Зазвучали фанфары, отворились ворота, вошел царь, а с ним — посланник Багдада.
«Доблестные командиры!» — обратился Алрой к удивленным членам совета, — «Позвольте представить вам человека, который пользуется моим доверием наравне с вами. Джабастер, взгляни на брата!»
«Хонайн! Так это ты, Хонайн!» — вскричал Первосвященник, вскочив со своего места, — «Тысячу гонцов я посылал за тобой!» Изумленный, с горящим лицом, Джабастер обнял брата. Охваченный волнением, положил голову на плечо его.
«Владыка, прости Джабастера за то, что предавшись чувствам, он отвлекся от забот о благоденствии твоем», — вымолвил Хонайн.
«Братская любовь к тебе, Хонайн, несомненно говорит в пользу заботы его о моем благоденствии. Джабастер — опора империи!» — торжественно произнес Алрой, взял Первосвященника за руку, усадил справа от себя. «Шерира, ты выступаешь вечером.»
Суровый командир молча поклонился.
«Что это?» — спросил Алрой, принявши от Джабастера свиток, — «А, твой доклад. Посмотрим. „Колена Израилевы“, „Служба левитов“, „Знатные из народов“, „Старейшины Израиля“! Джабастер, дорогой! Придет день и для этого. Что нынче нам пристало? Блюсти умеренность, стеречь права имущества и правосудие законно отправлять. И не более того. Я слышал, банда грабителей опустошила мечеть. Верно это?»
«Царь, об этом я хотел говорить с тобой. То не грабители, а люди честные, но чересчур усердные. Ведь записано у нас, что, покоривши народы, мы обязаны разбить их атрибуты служения богам чужим, где б ни находились все эти жертвенники и алтари — хоть на горе, хоть на холме, хоть под деревом зеленым. И мы должны…»
«Джабастер, здесь синагога? Где я нахожусь, на совете доблестных полководцев или в собрании сонных талмудистов? Тысячу книжных лет мы тешились притчами, но следовать им — робели. Разве силой изречений мы покорили города и Тигр перешли? Мудрый и мужественный Джабастер! Ты горазд на вещи поважнее. Прошу, деяния будущего предоставь будущему. Теперь ответь, грабители в тюрьме?»
«Были в тюрьме. Я их освободил.»
«Освободил!? Повесь их! Повесь на лобном месте!
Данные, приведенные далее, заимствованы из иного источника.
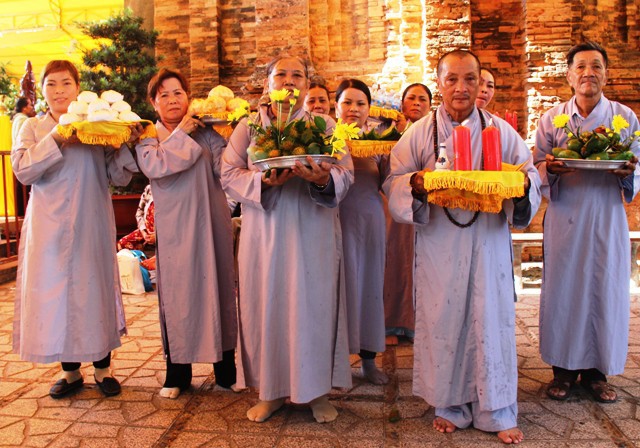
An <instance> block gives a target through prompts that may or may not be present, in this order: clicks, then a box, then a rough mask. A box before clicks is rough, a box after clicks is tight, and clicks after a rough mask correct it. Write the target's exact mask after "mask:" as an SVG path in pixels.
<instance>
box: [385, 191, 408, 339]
mask: <svg viewBox="0 0 640 448" xmlns="http://www.w3.org/2000/svg"><path fill="white" fill-rule="evenodd" d="M385 218H386V221H387V254H386V258H385V260H386V261H385V266H384V293H383V301H384V324H385V327H386V329H387V332H390V331H391V333H392V334H396V335H404V336H408V337H411V338H412V337H413V336H414V335H415V332H414V329H415V312H414V308H415V304H414V301H413V261H414V240H415V237H416V232H415V229H414V226H413V225H412V224H403V223H399V222H397V221H395V220H394V219H393V217H392V216H391V214H390V213H389V206H388V201H387V200H386V199H385Z"/></svg>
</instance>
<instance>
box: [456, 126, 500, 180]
mask: <svg viewBox="0 0 640 448" xmlns="http://www.w3.org/2000/svg"><path fill="white" fill-rule="evenodd" d="M453 154H454V157H453V169H454V170H456V171H471V170H473V160H472V159H471V130H470V129H469V128H468V127H466V126H462V125H461V126H457V127H455V128H453ZM482 155H483V157H484V170H485V171H502V144H501V143H500V130H499V129H498V128H497V127H495V126H487V127H486V128H485V129H484V130H483V131H482Z"/></svg>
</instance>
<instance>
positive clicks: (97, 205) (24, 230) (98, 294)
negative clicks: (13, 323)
mask: <svg viewBox="0 0 640 448" xmlns="http://www.w3.org/2000/svg"><path fill="white" fill-rule="evenodd" d="M56 125H57V122H56V121H55V120H54V119H53V117H52V116H51V115H50V114H47V115H44V116H42V117H35V118H30V119H28V120H27V121H26V122H25V124H24V125H23V127H22V129H21V131H20V137H19V138H18V141H17V142H15V143H14V147H13V151H12V153H11V163H12V166H13V172H14V173H15V175H16V177H17V178H18V180H19V181H20V182H22V183H23V184H26V185H31V196H30V200H29V204H28V207H27V211H26V215H25V219H24V224H23V226H22V237H21V241H20V250H19V261H18V275H17V282H16V302H15V317H14V325H13V331H14V333H13V349H14V351H15V352H17V353H19V354H20V357H21V358H22V359H24V360H27V361H32V362H42V363H49V362H54V361H65V362H82V361H98V360H100V359H102V358H104V357H105V356H106V355H107V354H108V353H109V352H110V351H111V350H113V349H114V348H116V347H119V346H120V336H121V335H122V334H125V333H126V327H125V319H124V310H123V306H122V296H121V295H120V278H119V275H118V264H117V261H116V250H115V241H116V227H115V219H114V214H113V205H112V203H111V195H110V193H109V182H111V183H112V184H114V185H126V184H128V183H129V181H130V180H131V175H132V173H134V172H137V171H138V169H137V167H136V164H135V161H134V159H133V156H132V155H131V152H130V151H129V149H128V148H127V147H126V146H124V145H123V147H122V148H120V149H118V150H116V149H114V148H112V147H103V146H96V145H85V144H82V143H71V144H67V143H65V144H63V145H62V147H61V148H59V147H58V145H57V144H56V142H55V141H54V140H53V138H52V137H51V135H50V132H51V130H52V129H53V128H54V127H55V126H56Z"/></svg>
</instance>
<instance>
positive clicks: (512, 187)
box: [424, 163, 524, 213]
mask: <svg viewBox="0 0 640 448" xmlns="http://www.w3.org/2000/svg"><path fill="white" fill-rule="evenodd" d="M523 165H524V164H521V165H511V164H508V163H503V164H502V171H432V172H427V173H425V175H424V188H425V190H427V191H428V192H429V194H427V202H429V203H432V204H435V205H439V206H441V207H448V208H461V209H464V210H471V211H474V212H476V211H480V212H487V213H499V212H500V211H501V210H502V201H504V200H505V199H511V198H517V197H521V196H524V173H523V172H522V171H520V168H521V167H522V166H523Z"/></svg>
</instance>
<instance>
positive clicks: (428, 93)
mask: <svg viewBox="0 0 640 448" xmlns="http://www.w3.org/2000/svg"><path fill="white" fill-rule="evenodd" d="M413 87H422V88H423V89H424V91H425V92H427V95H429V102H432V101H433V95H432V94H431V90H429V87H427V86H425V85H424V84H422V83H421V82H414V83H413V84H410V85H408V86H407V88H406V89H404V92H402V101H404V98H405V97H406V96H407V92H409V89H411V88H413Z"/></svg>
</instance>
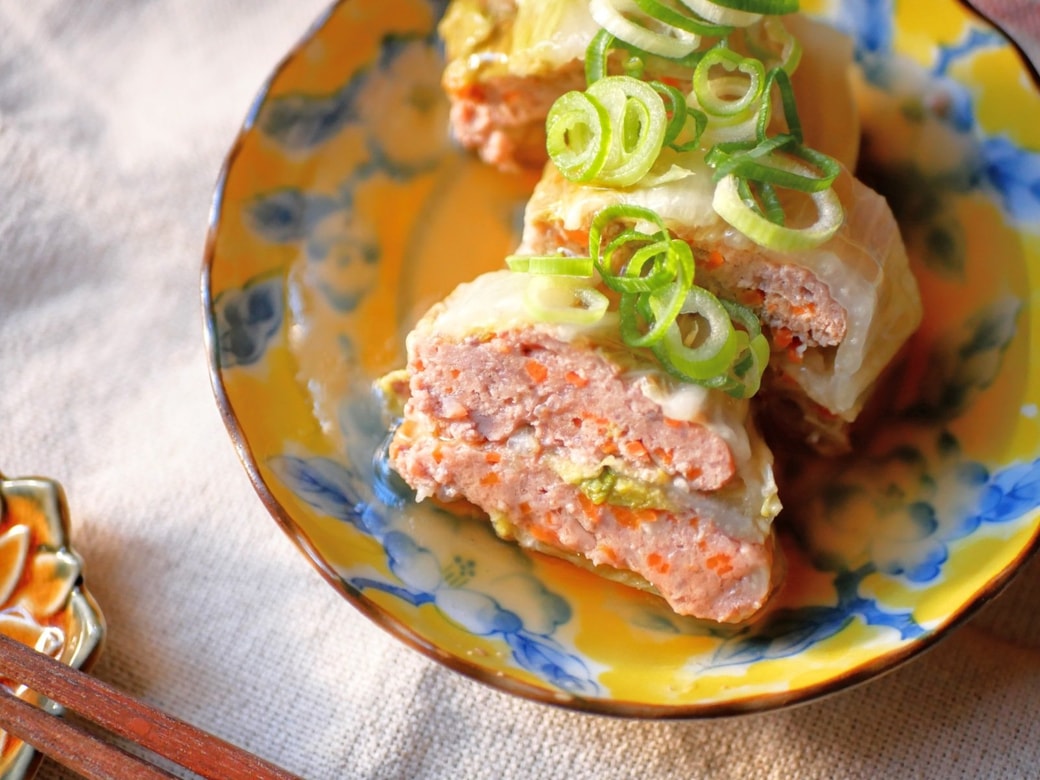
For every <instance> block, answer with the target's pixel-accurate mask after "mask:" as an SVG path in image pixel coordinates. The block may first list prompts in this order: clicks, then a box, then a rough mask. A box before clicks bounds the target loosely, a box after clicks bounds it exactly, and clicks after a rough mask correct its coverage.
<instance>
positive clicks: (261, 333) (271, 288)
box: [213, 277, 284, 368]
mask: <svg viewBox="0 0 1040 780" xmlns="http://www.w3.org/2000/svg"><path fill="white" fill-rule="evenodd" d="M282 287H283V283H282V279H281V278H280V277H267V278H262V279H256V280H252V281H251V282H249V283H246V284H245V285H244V286H243V287H241V288H240V289H229V290H225V291H224V292H222V293H220V294H219V295H217V297H216V300H214V302H213V316H214V320H215V322H216V329H215V330H216V337H217V344H218V346H219V354H220V365H222V367H224V368H232V367H234V366H246V365H251V364H253V363H256V362H257V361H259V360H260V358H262V357H263V355H264V353H265V350H266V348H267V345H268V344H269V343H270V341H271V339H272V338H274V337H275V335H276V334H277V333H278V330H279V329H280V328H281V327H282V318H283V310H284V303H283V290H282Z"/></svg>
Иначе не превратить нам мусульман в благонадежных подданных. Джабастер, высоко чтит тебя народ Израиля, и нет никого умней и просвещеннее тебя. Помню и благословляю наши былые бдения над книгами, но полагаю, что мудрость ту не приложить к правлению империей.»
«Владыка! Да разве законы Моисея неприложимы к правлению империей? Древность законов есть доказательство их истинности!»
«Древние законы требуют приспособления к новым временам! Почему следуют стародавним законам обычаям и взглядам? Потому что они здравы? Нет, в силу косности ума!»
«Богом данное и изменять?»
«Всесильное время меняет человека, вершину творения, так отчего оно не властно над законами? Джабастер, наша миссия — возродить царство Израильское, и мы властны сами средства выбирать. Азриэль, какие новости у Медада?»